Misused intelligence to stampede the nation!
This is the gravest of charges. It continues to puzzle me why this plausible explanation for what was happening just a year ago has not already resulted in a persistent drum beat for accountability, if not censure or impeachment.
The evidence is there. Is it because too many leading Democrats voted in support of the president's war resolution in the fall of 2002? Now that Sen. John Kerry appears the shoe-in for the Democratic president nomination, is it in order to avoid exposing him to embarrassment on that vote? Is this why some Democratic honchos are trying to redirect the nation's focus onto the irrelevant issue of Bush's military record during Vietnam?
They might think this makes their man look better, contrasting his Vietnam War fighting record to Bush's.
But it also makes Bush look better, if only because it redirects the media's and the nation's all-to-brief attention spans away from the Senate Intelligence investigation and its contents to something of negligible ultimate import.

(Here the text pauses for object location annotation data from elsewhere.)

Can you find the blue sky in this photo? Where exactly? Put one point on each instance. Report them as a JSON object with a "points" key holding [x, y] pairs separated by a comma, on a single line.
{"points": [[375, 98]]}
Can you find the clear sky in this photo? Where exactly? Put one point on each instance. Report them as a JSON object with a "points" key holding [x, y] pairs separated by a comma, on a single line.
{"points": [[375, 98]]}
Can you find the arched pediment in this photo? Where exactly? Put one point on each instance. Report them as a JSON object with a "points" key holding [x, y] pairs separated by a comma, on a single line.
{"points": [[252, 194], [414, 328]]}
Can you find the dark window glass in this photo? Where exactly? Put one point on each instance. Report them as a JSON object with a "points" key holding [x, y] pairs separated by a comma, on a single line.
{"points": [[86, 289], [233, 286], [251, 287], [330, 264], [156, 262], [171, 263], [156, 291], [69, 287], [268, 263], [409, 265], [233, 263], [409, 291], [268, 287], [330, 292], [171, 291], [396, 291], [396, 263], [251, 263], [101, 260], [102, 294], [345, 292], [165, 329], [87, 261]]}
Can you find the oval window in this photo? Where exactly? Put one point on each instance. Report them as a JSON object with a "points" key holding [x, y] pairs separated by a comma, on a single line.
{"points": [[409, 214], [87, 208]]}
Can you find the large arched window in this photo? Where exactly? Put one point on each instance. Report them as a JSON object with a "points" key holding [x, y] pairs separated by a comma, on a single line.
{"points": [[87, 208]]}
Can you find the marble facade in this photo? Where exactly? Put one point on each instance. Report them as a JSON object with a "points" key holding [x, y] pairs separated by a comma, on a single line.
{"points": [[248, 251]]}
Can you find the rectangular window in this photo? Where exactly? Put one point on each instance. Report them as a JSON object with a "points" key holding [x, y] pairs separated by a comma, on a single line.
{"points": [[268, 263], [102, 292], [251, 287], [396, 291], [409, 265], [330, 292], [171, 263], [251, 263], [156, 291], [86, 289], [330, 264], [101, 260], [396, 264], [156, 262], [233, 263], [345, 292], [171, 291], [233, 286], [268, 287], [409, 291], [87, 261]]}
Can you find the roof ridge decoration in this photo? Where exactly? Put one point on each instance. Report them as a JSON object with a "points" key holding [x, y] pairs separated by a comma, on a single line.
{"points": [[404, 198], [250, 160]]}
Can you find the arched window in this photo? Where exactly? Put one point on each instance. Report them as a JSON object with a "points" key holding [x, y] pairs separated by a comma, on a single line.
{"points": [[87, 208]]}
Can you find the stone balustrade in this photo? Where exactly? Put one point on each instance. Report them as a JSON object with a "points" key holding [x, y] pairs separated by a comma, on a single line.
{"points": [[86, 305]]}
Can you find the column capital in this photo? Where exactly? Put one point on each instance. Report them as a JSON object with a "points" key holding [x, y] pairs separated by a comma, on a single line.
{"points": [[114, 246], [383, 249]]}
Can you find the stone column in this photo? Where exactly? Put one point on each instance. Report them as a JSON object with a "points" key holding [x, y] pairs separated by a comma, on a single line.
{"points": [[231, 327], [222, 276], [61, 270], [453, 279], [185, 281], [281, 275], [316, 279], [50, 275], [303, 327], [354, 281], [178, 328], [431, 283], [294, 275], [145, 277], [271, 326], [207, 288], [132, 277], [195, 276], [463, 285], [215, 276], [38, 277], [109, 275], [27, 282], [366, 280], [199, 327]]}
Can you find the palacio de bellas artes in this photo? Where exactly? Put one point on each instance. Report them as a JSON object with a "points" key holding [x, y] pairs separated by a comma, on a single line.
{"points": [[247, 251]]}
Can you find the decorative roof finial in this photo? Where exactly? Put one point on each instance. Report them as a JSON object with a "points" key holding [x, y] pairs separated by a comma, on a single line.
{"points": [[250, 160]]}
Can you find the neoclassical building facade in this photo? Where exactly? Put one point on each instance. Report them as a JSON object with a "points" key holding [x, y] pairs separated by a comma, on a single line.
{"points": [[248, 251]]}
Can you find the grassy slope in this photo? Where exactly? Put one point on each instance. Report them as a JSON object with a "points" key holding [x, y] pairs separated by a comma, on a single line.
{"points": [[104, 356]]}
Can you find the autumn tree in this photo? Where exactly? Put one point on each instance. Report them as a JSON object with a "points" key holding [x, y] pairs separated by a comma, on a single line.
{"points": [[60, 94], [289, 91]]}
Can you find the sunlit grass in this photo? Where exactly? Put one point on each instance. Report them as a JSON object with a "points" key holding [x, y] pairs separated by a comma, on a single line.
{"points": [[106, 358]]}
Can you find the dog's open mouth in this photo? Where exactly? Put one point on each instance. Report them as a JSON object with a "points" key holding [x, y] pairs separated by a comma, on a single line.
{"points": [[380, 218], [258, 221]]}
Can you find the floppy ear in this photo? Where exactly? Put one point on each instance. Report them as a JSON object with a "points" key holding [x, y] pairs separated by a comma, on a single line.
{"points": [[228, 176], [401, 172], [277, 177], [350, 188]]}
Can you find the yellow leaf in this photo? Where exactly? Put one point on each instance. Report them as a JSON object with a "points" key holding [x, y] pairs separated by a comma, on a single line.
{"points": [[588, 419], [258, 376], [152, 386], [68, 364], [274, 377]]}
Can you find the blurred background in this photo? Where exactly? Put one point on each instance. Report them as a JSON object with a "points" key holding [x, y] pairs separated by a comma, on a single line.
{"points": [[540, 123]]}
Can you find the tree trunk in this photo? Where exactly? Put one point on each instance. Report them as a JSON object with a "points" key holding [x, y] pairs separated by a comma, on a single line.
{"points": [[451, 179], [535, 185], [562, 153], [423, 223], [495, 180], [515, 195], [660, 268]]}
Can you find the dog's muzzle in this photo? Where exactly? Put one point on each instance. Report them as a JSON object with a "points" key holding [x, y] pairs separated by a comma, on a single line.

I never trusted those Republicans who said six months ago that they'd prefer Howard Dean win the Democratic nomination because he'd be the easiest to beat. Never trust what one party says about its rival.
For whatever else about his qualifications, Howard Dean has and would stay focused to go relentlessly for the jugular against the worst crimes of the Bush administration. He forced the entire Democratic presidential field to follow his lead in just this way through the early primaries.
Maybe Kerry will keep the heat on. We wonder how much he would have had Dean not been around up to now, and if he won't rather run on comparative Vietnam records.